す、すごく見られている…。

久世玲人と一緒にゴミ捨て場まで向かっているけど、すれ違う人は皆私たちをチラ見してくる。

「あの久世玲人にゴミを持たせてるよ…なんて女だ…」とでも言いたげな視線で。


うぅ…。

違うのに。持たせてるわけじゃないのに。


「あ、あの、久世君…。やっぱり、私がゴミ持つよ」

「ああ?何でだよ。すぐそこだろ」

「そ、そうなんだけどね…」

視線が痛いんです…、なんて言えない…。

しかも、私が持つ!と意地を張るほどのモノでもない。所詮、ただのゴミ。無理やり奪うのもおかしいし…。


もういいや…視線に耐えよう…。


そう諦めて居心地悪くトボトボ歩いていると、ふと、隣を歩く久世玲人が声をかけてきた。


「菜都、機嫌悪いのか?」

「え?」

もしかして、視線に困ってたのが機嫌悪そうに見えた…?


思いもしなかった言葉に、思わず久世玲人を見上げた。


「やっと見た」

「え?な、何が?」

「さっきから、まともに俺の顔見ねえし。

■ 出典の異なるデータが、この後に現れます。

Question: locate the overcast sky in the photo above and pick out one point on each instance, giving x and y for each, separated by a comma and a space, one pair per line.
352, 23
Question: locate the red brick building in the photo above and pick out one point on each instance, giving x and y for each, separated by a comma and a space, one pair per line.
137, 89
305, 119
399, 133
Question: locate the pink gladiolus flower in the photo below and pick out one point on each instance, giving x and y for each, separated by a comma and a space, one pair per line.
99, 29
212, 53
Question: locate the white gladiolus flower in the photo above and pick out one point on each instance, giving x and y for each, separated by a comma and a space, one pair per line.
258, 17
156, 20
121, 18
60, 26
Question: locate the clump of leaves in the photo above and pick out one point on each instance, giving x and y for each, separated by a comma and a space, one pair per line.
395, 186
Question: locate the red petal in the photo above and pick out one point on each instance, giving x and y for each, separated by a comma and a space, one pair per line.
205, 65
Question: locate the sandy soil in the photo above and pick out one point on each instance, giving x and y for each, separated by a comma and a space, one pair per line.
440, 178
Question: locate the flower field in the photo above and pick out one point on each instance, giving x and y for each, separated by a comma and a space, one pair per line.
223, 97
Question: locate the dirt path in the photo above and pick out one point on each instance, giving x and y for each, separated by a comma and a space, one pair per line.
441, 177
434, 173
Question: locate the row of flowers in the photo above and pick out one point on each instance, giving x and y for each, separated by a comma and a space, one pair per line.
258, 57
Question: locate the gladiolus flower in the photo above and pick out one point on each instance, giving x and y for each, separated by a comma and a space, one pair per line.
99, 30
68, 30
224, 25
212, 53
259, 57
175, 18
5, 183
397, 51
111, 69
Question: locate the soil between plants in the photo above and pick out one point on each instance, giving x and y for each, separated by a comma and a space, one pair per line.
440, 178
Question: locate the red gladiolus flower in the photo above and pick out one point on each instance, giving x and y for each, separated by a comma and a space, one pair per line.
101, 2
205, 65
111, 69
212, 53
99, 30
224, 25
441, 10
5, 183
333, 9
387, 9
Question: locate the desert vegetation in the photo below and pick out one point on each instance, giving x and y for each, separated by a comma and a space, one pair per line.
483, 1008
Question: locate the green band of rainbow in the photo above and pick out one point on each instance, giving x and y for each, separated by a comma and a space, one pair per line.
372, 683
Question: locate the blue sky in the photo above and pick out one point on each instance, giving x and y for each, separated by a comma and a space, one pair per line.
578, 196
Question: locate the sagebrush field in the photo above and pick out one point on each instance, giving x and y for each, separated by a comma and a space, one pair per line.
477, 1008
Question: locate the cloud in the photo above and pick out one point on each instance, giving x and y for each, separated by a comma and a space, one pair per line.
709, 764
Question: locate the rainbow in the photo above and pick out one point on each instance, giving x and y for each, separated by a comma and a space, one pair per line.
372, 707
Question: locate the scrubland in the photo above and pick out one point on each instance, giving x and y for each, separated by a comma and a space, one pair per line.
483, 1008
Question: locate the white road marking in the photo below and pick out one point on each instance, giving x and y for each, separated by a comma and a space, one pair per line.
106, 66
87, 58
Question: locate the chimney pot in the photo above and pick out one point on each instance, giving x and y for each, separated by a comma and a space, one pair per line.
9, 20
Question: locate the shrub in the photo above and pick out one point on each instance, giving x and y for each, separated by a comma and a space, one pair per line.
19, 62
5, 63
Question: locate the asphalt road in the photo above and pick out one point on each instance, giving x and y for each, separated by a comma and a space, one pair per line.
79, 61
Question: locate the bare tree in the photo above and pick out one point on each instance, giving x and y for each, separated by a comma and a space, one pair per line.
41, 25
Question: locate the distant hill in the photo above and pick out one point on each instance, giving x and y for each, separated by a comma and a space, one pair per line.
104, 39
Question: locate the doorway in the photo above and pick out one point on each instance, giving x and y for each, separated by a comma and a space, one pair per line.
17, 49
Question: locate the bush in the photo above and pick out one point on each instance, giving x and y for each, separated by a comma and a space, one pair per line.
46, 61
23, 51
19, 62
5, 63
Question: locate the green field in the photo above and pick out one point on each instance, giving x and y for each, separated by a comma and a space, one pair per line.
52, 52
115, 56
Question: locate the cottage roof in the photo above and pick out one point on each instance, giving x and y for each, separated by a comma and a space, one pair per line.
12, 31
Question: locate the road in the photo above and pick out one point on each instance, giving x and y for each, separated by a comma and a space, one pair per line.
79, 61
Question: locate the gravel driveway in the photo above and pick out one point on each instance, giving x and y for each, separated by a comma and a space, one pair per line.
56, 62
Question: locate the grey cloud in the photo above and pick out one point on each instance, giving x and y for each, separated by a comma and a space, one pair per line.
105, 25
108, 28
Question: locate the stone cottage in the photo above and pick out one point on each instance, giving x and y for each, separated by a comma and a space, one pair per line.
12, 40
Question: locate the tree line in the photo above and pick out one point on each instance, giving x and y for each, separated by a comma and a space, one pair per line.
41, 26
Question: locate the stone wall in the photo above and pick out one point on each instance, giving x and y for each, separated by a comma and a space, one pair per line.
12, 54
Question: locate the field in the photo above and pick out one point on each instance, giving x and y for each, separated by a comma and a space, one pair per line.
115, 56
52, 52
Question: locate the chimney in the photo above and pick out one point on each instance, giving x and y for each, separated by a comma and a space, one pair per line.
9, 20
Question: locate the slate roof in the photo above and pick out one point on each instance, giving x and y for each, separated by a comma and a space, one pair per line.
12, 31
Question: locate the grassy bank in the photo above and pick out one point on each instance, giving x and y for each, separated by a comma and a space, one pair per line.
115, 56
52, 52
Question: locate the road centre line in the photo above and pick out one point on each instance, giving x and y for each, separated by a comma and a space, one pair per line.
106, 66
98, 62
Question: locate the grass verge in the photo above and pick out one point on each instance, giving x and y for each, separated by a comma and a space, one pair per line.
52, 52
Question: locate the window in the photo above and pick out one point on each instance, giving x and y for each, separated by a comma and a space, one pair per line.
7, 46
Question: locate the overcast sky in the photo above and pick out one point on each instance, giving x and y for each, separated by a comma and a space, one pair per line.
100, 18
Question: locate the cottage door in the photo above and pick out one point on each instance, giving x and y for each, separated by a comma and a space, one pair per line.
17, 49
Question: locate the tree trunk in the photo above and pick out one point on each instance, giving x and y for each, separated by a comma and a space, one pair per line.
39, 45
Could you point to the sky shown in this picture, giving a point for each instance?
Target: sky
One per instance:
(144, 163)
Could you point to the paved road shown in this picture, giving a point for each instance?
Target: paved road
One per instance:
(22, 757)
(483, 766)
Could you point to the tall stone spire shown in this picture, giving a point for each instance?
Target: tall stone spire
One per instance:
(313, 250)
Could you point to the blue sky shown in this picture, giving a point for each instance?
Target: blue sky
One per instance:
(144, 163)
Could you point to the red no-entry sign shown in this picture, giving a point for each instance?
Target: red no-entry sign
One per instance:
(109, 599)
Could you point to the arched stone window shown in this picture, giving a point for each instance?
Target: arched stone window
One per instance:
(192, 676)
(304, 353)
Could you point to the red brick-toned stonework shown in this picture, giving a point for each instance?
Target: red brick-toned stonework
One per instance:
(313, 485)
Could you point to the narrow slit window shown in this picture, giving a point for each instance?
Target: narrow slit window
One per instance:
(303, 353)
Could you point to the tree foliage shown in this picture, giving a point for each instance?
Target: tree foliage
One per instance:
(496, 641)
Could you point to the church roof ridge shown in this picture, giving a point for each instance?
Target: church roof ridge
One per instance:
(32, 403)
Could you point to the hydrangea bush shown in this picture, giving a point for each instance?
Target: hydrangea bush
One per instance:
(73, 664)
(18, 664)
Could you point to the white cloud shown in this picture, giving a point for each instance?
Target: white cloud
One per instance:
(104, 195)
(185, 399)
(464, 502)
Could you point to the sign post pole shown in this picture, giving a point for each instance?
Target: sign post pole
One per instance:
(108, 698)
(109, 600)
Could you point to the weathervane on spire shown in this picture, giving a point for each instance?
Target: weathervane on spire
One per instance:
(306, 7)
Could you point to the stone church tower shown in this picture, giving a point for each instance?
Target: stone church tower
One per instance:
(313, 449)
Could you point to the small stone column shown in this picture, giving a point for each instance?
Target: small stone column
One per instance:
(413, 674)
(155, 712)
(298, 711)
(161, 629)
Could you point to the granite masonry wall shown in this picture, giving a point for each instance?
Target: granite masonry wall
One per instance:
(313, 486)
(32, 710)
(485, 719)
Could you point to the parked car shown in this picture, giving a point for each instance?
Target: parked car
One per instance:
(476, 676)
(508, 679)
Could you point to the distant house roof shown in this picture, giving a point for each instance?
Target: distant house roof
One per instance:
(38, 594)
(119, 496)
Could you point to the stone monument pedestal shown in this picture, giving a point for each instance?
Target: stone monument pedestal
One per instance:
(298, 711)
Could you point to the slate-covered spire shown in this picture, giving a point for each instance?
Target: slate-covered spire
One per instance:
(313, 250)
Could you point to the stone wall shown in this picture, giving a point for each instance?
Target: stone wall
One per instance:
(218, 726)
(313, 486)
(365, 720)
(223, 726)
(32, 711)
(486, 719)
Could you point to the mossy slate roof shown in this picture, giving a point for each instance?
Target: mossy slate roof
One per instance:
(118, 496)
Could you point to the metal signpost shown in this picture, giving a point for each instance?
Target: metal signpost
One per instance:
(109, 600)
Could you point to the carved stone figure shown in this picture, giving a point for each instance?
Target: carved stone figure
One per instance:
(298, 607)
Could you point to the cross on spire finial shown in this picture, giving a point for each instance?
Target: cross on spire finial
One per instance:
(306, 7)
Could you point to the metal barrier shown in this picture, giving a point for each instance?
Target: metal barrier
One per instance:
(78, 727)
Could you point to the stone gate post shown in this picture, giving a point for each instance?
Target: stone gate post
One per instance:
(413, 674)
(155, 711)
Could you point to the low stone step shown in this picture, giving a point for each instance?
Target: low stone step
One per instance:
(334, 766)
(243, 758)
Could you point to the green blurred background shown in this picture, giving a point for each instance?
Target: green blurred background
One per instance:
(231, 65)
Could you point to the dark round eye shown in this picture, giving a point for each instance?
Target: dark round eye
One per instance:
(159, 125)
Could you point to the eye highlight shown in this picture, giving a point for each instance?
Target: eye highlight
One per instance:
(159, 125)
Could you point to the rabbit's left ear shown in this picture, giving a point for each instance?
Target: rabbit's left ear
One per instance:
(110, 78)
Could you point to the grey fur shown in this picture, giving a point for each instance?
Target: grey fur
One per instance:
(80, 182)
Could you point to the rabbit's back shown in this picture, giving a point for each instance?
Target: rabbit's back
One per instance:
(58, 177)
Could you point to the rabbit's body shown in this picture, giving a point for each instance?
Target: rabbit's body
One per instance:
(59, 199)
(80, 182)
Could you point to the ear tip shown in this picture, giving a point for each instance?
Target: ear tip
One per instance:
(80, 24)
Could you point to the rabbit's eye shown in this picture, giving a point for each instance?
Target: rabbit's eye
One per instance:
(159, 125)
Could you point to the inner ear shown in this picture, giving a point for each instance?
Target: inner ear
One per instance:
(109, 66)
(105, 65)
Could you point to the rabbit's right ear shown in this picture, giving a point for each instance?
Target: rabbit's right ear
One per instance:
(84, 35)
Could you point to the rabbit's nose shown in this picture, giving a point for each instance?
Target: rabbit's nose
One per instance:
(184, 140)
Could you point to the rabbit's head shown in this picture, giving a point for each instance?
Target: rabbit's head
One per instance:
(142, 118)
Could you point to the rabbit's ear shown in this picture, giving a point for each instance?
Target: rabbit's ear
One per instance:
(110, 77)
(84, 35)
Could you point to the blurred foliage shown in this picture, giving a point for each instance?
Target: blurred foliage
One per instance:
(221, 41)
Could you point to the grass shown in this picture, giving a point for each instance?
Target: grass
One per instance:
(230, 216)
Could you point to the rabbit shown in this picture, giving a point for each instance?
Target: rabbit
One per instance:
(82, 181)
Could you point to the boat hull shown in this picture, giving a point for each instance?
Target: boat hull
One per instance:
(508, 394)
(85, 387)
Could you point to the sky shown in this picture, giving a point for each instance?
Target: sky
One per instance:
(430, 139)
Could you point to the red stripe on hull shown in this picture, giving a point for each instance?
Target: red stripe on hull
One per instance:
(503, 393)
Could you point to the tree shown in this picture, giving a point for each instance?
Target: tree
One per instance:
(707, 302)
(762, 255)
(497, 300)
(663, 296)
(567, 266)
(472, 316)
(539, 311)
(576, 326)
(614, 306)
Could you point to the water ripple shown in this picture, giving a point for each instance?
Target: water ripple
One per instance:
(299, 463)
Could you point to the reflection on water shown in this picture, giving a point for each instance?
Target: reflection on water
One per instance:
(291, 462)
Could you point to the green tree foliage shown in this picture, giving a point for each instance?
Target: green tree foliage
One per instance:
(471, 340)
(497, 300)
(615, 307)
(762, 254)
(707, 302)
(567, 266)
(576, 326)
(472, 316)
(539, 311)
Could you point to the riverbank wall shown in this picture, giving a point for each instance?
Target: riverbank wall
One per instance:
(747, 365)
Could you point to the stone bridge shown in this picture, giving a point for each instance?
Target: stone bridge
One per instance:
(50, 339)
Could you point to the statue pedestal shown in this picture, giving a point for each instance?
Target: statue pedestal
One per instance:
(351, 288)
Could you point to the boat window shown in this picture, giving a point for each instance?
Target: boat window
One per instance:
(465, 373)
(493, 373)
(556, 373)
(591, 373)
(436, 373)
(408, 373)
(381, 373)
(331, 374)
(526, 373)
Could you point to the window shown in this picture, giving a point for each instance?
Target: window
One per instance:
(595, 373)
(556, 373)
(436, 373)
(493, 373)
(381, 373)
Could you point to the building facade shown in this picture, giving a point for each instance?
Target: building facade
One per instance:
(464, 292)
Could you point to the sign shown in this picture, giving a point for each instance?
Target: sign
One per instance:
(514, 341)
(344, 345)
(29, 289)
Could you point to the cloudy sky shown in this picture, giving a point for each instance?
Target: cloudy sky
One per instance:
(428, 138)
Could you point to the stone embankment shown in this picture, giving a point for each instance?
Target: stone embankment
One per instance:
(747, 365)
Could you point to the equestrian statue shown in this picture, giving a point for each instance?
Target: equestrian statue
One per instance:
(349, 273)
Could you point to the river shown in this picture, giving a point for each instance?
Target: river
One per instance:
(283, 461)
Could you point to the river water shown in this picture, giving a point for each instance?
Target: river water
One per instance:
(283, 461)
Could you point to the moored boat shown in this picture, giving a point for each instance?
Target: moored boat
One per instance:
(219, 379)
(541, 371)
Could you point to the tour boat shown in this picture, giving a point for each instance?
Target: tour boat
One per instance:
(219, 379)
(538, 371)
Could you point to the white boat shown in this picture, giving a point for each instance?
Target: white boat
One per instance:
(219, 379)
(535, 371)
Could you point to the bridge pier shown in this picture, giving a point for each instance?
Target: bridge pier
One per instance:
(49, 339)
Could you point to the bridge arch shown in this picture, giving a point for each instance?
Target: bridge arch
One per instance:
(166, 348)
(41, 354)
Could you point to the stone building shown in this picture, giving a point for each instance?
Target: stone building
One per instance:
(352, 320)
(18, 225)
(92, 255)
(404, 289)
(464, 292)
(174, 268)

やっぱり、泰造に何か言われたのか?」

「ち、違っ…!!」

その通りだけどっ!!

私のことだからすぐテンパッてしまうので、意識して顔をあまり見ないようにしていた。

またも先ほどの泰造の言葉が思い出され、久世玲人を見つめながらカーッとみるみる顔が赤くなってしまう。


「うっ…」

顔の熱が治まらないっ!!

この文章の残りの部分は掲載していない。